My elder one is on that list too. He is a black belt in karate, and has won several awards in local competitions, but when his karate master requested me to send him to a tournament outside the city, I panicked. I refused to send him citing his young age. I have been citing the same reason for three years now and master was quite angry with me when he said, ‘It is because of mothers like you that talented kids like your son will not prosper.’ It hurt me to be spoken to like this, but I haven’t changed my stand yet. With mounting pressure from my son to send to send him to the competition this year, I am already panicking. If his school van is late by 10 minutes, I keep calling the driver to find out why the delay happened.
Oddly, I am not plagued by this fear when it comes to my mom or sister or even my little one! I cannot understand why that is so! Apart from these 3 men, there are two of my closest friends, whom I’m anxious about all the time. One of them is a 17 year old friend, D, and the other is S, someone I know just since 3 years. Why the fear is selective, I have no answer. My friend of 17 years,who is more like a brother I never had, just lost his mother and I was worried sick if he was ok. I was calling him every waking hour.

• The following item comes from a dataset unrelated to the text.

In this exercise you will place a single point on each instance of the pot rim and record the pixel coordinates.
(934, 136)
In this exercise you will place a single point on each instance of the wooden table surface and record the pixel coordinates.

I have this constant urge to know that all is well with these 5 men in my life. So I have to keep communicating with them and not getting a response makes me miserable.
Dad is of course a sweetheart; he loves to hear from me anytime of the day, and never minds how often I call him. But the other four are quite the opposite. While hubby is quick to show his irritation at being sent so many messages every day, the elder one cannot understand why mommy has to be so unreasonable. And S even told me that my constant need to keep communicating makes him feel trapped.
I just hope I don’t have additions on this list. I cannot bear to keep worrying myself sick about more people. And I cannot bear the thought that these men think I’m obsessing over them or I’m possessive. I’m not! I also hope these men read this post and know that I’m waging a battle with myself every day, trying to be sane yet losing my mind and sleep over them. I wish they’d show me some love and let me know they are OK. Communication is my only medicine and by denying me that they drive me insane!